Un autre défi est que la recherche en psychologie montre que nous avons tendance à penser que les autres nous ressemblent plus qu’ils ne le font en réalité. Ceux d’entre nous qui ont eu la possibilité de « monter » dans la pyramide pourraient oublier les défis plus fondamentaux auxquels font face de nombreux consommateurs de produits alimentaires. Cela pourrait être l’une des causes du paternalisme alimentaire dont j’ai parlé à plusieurs reprises – l’idée que d’autres devraient manger plus comme moi. Cette citation d'un article de psychologie sur les « lacunes d'empathie égocentriques » est particulièrement pertinente :

 

« Un proverbe irlandais traditionnel, par exemple, déclare que "les gens repus ne comprennent pas les besoins de ceux qui ont faim". La plupart des gens des sociétés aisées ne peuvent guère saisir ce qu'est le désespoir de la famine ; en conséquence, ils sont moins aptes à œuvrer pour la soulager que s'ils comprenaient ce que c'est vraiment que d'avoir faim. »

 

Ce n’est pas seulement que nous pourrions être « moins aptes à œuvrer », mais que nous pourrions œuvrer pour résoudre le problème de manière à répondre à nos désirs particuliers plutôt qu’à ceux que nous cherchons à aider.**

 

Alors, ma petite théorie est-elle correcte ? Cette plus grande richesse conduira-t-elle à un plus grand désaccord sur les aliments et les systèmes alimentaires idéaux ? Comme nous le disons souvent dans les articles universitaires, lorsque nous ne connaissons pas la réponse : « cette question est laissée aux recherches futures. »

 

________________

 

* Jayson Lusk est un économiste de l'agriculture et de l'alimentation.
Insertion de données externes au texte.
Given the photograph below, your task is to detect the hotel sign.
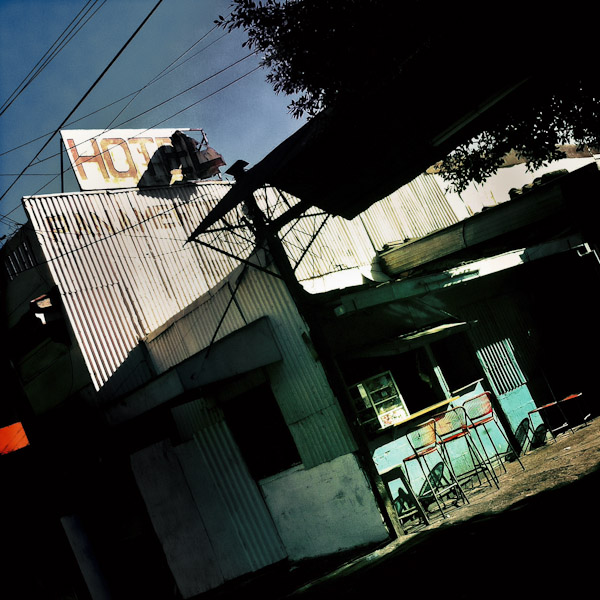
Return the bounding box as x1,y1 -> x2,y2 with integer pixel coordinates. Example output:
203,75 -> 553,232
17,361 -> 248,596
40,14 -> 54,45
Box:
61,129 -> 225,191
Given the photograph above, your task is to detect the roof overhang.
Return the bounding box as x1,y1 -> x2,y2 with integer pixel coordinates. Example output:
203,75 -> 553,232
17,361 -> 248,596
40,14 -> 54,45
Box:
190,8 -> 589,239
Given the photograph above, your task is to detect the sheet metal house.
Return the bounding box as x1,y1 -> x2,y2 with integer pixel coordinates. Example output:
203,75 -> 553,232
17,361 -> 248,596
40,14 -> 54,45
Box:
3,164 -> 600,598
3,175 -> 466,598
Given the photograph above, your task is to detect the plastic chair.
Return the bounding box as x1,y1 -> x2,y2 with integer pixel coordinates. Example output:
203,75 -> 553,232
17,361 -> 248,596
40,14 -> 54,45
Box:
463,392 -> 525,473
404,419 -> 469,517
434,406 -> 500,489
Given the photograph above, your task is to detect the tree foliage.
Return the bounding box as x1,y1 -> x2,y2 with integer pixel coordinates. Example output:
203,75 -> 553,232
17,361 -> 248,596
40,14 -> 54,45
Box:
218,0 -> 600,191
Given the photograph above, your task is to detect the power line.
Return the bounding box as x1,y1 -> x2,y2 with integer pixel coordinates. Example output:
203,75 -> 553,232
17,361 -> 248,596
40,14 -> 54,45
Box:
0,61 -> 261,226
0,27 -> 229,156
0,0 -> 163,207
0,0 -> 106,116
0,52 -> 260,180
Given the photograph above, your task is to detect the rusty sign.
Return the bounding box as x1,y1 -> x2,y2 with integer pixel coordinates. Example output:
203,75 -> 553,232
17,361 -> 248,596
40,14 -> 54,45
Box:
61,129 -> 225,190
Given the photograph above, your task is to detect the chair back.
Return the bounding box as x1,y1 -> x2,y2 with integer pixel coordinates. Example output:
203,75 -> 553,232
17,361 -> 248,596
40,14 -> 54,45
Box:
463,392 -> 494,423
406,419 -> 437,451
434,406 -> 467,440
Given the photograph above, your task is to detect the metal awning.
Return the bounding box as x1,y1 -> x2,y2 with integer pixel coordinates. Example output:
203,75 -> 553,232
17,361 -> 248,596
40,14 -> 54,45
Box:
349,321 -> 474,358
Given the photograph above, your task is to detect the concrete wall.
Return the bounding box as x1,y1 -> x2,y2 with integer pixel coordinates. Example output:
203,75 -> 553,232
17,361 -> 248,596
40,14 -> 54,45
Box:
260,454 -> 388,560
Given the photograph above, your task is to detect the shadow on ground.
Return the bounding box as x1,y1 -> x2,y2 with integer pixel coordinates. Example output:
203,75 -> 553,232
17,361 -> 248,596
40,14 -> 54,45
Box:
291,470 -> 600,599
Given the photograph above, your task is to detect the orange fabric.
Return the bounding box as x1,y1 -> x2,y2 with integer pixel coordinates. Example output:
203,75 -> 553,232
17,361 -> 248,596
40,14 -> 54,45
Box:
0,423 -> 29,454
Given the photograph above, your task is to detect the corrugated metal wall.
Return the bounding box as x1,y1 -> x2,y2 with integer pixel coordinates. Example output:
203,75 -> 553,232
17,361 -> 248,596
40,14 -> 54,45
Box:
24,175 -> 457,389
461,297 -> 531,396
148,258 -> 356,468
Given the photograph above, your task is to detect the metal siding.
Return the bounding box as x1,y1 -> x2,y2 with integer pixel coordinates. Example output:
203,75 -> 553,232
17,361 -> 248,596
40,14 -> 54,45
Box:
25,183 -> 247,389
194,422 -> 286,571
148,268 -> 356,468
24,176 -> 464,389
226,269 -> 356,468
466,302 -> 527,395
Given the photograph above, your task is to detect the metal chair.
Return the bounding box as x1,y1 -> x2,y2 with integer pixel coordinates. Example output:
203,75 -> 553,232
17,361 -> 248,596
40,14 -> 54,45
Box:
404,419 -> 469,517
463,392 -> 525,477
434,406 -> 500,489
558,392 -> 592,425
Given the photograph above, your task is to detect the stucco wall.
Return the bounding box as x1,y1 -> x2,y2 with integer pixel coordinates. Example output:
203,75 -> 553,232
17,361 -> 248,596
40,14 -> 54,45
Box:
260,454 -> 388,560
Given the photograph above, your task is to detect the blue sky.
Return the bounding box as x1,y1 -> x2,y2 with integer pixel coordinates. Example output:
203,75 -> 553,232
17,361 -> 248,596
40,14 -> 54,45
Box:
0,0 -> 303,243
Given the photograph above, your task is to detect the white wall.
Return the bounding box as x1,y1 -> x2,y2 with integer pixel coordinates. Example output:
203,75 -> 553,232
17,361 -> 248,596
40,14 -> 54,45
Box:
260,454 -> 388,560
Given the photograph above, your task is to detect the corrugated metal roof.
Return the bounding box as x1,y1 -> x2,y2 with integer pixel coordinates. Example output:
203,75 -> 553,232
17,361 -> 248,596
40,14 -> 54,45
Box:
148,258 -> 356,468
24,175 -> 457,389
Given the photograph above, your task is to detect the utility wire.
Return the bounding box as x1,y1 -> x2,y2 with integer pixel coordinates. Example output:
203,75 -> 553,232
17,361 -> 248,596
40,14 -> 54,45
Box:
0,0 -> 163,209
0,61 -> 261,226
0,52 -> 255,175
0,27 -> 229,156
0,0 -> 106,116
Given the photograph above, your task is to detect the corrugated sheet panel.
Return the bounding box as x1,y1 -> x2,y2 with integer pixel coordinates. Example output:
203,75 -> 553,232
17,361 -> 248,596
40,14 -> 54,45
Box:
24,182 -> 252,389
357,175 -> 459,250
194,422 -> 286,571
148,258 -> 356,468
461,302 -> 527,395
24,176 -> 464,389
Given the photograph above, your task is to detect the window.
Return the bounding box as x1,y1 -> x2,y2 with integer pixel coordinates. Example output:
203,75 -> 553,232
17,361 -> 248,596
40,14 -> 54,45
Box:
350,371 -> 409,430
222,384 -> 301,480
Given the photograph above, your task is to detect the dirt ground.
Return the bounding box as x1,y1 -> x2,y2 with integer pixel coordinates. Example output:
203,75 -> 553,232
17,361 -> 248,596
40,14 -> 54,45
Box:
288,418 -> 600,599
208,417 -> 600,600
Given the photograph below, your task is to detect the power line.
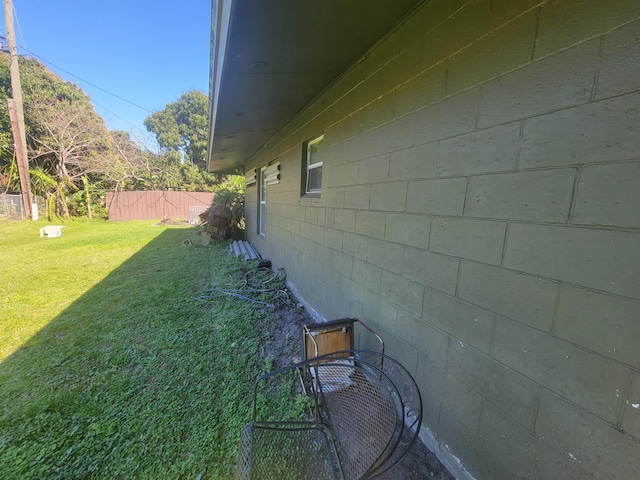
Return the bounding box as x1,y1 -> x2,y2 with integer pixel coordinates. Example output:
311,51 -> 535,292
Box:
18,45 -> 154,113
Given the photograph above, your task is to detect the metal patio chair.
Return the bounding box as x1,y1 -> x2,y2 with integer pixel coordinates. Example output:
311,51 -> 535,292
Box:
235,350 -> 422,480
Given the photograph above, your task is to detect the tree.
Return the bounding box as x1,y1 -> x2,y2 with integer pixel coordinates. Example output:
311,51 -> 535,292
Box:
144,90 -> 209,170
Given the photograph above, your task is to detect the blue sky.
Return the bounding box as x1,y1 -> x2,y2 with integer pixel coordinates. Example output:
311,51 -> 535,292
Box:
0,0 -> 211,148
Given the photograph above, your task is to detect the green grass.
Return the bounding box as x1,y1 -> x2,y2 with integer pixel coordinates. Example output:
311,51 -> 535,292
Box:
0,221 -> 284,479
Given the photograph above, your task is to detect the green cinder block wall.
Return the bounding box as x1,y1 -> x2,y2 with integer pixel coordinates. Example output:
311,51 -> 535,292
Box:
246,0 -> 640,480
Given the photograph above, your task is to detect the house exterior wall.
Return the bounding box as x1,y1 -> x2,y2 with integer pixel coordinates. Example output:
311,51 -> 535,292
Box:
246,0 -> 640,479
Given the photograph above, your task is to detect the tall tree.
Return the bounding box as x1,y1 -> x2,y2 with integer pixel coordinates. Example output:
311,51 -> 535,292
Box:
144,90 -> 209,170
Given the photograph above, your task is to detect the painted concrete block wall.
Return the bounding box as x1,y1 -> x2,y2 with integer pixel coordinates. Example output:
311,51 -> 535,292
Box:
247,0 -> 640,479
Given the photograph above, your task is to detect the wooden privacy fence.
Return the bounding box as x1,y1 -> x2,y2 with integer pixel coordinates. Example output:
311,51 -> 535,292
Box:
107,190 -> 214,222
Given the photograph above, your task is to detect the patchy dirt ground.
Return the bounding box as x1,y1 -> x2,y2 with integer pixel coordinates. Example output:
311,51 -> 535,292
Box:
264,304 -> 454,480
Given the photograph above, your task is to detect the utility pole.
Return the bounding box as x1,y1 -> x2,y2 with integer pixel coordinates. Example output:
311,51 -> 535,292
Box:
4,0 -> 33,217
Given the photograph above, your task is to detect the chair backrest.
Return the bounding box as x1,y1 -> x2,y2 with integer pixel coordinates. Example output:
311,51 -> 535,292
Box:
248,350 -> 422,479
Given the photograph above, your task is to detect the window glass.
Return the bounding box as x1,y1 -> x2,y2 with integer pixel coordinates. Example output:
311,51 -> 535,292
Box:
304,135 -> 324,193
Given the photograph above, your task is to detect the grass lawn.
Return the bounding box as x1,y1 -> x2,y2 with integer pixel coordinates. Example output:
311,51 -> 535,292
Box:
0,221 -> 286,479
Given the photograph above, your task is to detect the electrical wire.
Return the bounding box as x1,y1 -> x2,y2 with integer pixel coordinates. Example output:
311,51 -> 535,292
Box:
12,45 -> 154,113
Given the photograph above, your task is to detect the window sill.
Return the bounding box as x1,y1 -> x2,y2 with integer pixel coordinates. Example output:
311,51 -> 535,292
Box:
300,192 -> 321,198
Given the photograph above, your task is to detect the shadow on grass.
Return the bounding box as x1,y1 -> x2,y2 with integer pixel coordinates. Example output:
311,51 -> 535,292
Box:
0,229 -> 259,479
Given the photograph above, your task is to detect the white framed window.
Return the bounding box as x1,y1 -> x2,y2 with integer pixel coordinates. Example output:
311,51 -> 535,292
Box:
258,167 -> 267,236
301,135 -> 324,196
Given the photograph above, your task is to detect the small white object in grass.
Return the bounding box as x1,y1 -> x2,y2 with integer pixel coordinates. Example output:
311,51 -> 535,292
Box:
40,225 -> 64,238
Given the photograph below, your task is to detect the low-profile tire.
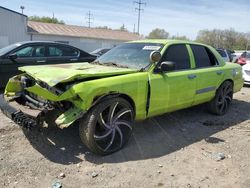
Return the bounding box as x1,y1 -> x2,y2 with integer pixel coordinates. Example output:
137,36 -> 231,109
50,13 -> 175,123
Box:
208,81 -> 233,115
79,97 -> 134,155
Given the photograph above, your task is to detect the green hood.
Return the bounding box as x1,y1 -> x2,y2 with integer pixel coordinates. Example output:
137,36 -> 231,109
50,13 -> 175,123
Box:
19,63 -> 137,87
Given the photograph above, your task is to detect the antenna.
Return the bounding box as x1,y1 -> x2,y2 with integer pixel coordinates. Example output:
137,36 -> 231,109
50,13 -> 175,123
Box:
20,5 -> 25,14
86,11 -> 94,28
134,0 -> 146,34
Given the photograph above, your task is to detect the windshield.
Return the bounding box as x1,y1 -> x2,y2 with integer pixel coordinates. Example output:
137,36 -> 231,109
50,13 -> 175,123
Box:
96,43 -> 163,69
0,43 -> 21,56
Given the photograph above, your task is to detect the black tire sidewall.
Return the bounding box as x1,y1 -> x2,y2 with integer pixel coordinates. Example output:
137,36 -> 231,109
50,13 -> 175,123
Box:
79,97 -> 134,155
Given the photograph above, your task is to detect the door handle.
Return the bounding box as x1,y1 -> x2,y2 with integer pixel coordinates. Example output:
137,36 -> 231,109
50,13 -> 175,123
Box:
188,74 -> 196,80
216,71 -> 223,75
36,60 -> 46,63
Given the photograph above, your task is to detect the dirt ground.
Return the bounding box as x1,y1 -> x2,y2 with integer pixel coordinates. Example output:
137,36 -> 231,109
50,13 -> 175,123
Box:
0,87 -> 250,188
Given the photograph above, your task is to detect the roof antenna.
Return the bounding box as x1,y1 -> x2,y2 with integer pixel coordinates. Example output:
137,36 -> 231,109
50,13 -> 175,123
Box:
20,6 -> 25,14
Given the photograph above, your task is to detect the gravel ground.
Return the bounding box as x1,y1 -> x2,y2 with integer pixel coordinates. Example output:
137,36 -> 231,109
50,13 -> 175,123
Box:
0,87 -> 250,188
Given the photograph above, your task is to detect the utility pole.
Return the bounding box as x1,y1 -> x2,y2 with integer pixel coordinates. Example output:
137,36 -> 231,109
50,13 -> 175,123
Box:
86,11 -> 93,28
20,6 -> 25,14
134,0 -> 146,34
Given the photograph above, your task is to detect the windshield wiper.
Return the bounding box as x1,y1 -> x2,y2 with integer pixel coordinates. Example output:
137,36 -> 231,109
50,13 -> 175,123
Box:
90,61 -> 129,68
89,61 -> 103,65
102,62 -> 129,68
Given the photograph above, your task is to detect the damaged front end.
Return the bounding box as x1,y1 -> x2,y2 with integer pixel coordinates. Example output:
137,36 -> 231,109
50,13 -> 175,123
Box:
0,73 -> 85,128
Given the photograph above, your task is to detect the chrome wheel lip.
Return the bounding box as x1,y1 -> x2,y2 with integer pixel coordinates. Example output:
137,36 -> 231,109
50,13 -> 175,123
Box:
93,102 -> 133,153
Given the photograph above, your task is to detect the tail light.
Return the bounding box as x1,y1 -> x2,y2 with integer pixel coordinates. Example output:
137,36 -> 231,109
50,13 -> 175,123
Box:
237,57 -> 246,65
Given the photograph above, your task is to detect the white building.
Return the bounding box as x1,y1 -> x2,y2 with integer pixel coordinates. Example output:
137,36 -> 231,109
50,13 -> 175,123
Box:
0,6 -> 140,52
0,6 -> 30,48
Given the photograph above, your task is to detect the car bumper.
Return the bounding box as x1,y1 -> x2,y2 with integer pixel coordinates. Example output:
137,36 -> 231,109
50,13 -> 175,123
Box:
242,63 -> 250,84
0,94 -> 41,128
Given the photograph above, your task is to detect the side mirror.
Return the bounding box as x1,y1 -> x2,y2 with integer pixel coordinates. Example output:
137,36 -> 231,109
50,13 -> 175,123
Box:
160,61 -> 175,73
149,51 -> 161,63
8,54 -> 17,60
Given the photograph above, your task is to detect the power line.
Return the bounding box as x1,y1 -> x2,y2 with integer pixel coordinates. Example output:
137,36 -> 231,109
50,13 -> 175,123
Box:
134,0 -> 146,34
86,11 -> 94,28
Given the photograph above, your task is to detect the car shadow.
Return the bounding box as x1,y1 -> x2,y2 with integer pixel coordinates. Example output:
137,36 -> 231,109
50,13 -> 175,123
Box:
23,100 -> 250,164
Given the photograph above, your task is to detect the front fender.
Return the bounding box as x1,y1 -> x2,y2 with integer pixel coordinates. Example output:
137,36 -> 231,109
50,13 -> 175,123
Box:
68,72 -> 148,120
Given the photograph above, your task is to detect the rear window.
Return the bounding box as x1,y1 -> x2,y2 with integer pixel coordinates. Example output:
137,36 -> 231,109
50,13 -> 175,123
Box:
190,45 -> 218,68
161,44 -> 191,70
217,49 -> 227,57
241,52 -> 250,59
49,46 -> 79,57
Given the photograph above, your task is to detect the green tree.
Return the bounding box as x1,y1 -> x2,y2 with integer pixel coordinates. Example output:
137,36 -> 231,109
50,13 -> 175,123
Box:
146,28 -> 169,39
119,24 -> 128,31
171,35 -> 190,40
196,28 -> 250,50
29,16 -> 65,24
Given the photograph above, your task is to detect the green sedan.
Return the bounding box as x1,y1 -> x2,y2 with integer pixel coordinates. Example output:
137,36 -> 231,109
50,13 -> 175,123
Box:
0,40 -> 243,155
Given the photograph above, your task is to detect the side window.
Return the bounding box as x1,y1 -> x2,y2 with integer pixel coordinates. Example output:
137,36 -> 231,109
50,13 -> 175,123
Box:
162,44 -> 190,70
15,46 -> 45,57
49,46 -> 79,57
190,45 -> 218,68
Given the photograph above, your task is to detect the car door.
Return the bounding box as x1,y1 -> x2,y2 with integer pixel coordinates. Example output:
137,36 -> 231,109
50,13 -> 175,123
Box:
1,44 -> 46,85
47,44 -> 80,64
190,44 -> 224,104
148,44 -> 197,116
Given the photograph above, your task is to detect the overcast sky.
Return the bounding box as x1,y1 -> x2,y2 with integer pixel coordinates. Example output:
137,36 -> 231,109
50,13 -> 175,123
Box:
0,0 -> 250,39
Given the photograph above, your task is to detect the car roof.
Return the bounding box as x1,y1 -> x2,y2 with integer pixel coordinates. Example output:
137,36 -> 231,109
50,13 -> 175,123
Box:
128,39 -> 208,46
16,41 -> 68,45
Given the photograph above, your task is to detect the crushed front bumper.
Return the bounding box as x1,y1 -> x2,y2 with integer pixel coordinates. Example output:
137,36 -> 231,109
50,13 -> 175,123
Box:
0,94 -> 41,128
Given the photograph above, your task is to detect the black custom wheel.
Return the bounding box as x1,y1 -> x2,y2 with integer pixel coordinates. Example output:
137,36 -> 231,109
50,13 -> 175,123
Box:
209,81 -> 233,115
79,98 -> 134,155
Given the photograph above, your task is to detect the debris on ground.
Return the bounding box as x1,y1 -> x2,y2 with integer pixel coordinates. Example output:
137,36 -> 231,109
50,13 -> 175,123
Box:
59,172 -> 65,178
51,180 -> 62,188
212,152 -> 225,161
91,172 -> 98,178
202,120 -> 225,126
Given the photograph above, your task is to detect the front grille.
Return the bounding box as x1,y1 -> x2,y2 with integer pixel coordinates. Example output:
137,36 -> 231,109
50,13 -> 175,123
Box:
245,70 -> 250,76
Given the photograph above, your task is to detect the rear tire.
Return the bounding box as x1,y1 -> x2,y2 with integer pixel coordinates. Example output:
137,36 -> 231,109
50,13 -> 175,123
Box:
208,81 -> 233,115
79,97 -> 134,155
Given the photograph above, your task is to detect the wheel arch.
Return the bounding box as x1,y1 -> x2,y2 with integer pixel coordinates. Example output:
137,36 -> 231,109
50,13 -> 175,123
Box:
221,78 -> 234,89
90,92 -> 136,115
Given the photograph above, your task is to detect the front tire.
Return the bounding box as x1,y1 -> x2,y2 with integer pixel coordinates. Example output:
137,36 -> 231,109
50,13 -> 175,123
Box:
79,97 -> 134,155
208,81 -> 233,115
Il est actuellement professeur distingué et chef du Département de l'Économie Agricole de l'Université de Purdue.

 

** [Ma note] Toute association que vous seriez tentés de faire avec l'activisme anti-OGM déployé en Afrique ou en Asie par des « ONG » européennes – souvent par « ONG » mercenaires locales interposées – voire par les députés du Parlement Européen (nombreuses sources sur ce site...) est évidemment fort pertinente.